Water concerns
RECENT reports that India plans to invest $60bn in increasing its water storage capacity on the Jhelum and Chenab rivers confirm official concerns that New Delhi is weaponising the shared resource against Pakistan. The increase in storage capacity from roughly 15 days to nearly two months will expand India’s holding ability on the rivers allocated to Pakistan under the Indus Waters Treaty, giving it unprecedented leverage over downstream flows. In an agrarian economy like ours, where sowing cycles rely on predictable river discharge, even brief interruptions can cause lasting damage. A 55- to 60-day window to regulate flows could enable India to create artificial scarcity during critical crop cycles, especially during the low-flow winter months. The reverse scenario is as alarming. During monsoon surges, large upstream storage gives India the capacity to release accumulated water in concentrated volumes, flooding downstream regions.

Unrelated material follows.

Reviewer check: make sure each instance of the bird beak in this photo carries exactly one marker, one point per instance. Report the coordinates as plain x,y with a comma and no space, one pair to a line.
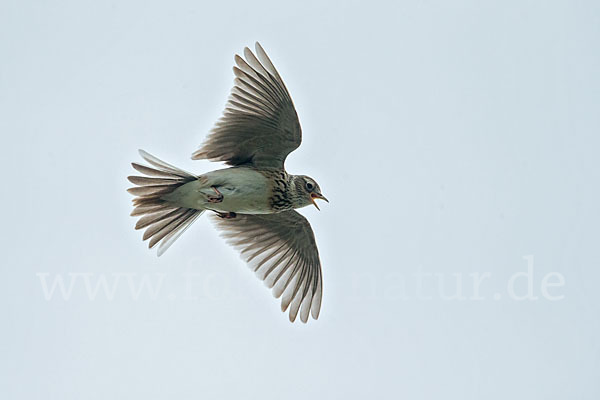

Although the IWT has survived wars and diplomatic ruptures since it was signed in 1960, India’s decision to place it “in abeyance”, followed by a series of contentious steps, has unsettled a framework long valued for its predictability and stability. Against this backdrop, the recent directive by the Court of Arbitration instructing India to share specific project-related data for the dams it is building on Pakistani rivers has significance beyond procedural compliance. It is also a reminder that the IWT’s dispute resolution mechanisms remain active, even amid strained Pakistan-India ties. It reinforces the principle that transboundary river management cannot be altered through unilateral political decisions. That said, legal or diplomatic wins on their own will not protect us from hydrological risks. Pakistan must move with urgency on two fronts: it must leverage diplomatic and legal avenues to press India to uphold its IWT obligations; and it should strengthen its own policy preparedness to successfully meet any Indian attempt to weaponise water — whether through engineered flooding or by restricting flows that sustain Pakistan’s agriculture. That, however, does not mean allowing some circles to advance controversial agendas, including the construction of contentious new flood reservoirs. Sindh, the lower riparian province, has serious reservations about such proposals and has pointed out that even existing river flows often fail to meet drinking water, irrigation and ecological needs downstream. Building additional storage in an already water-deficient system risks aggravating these issues.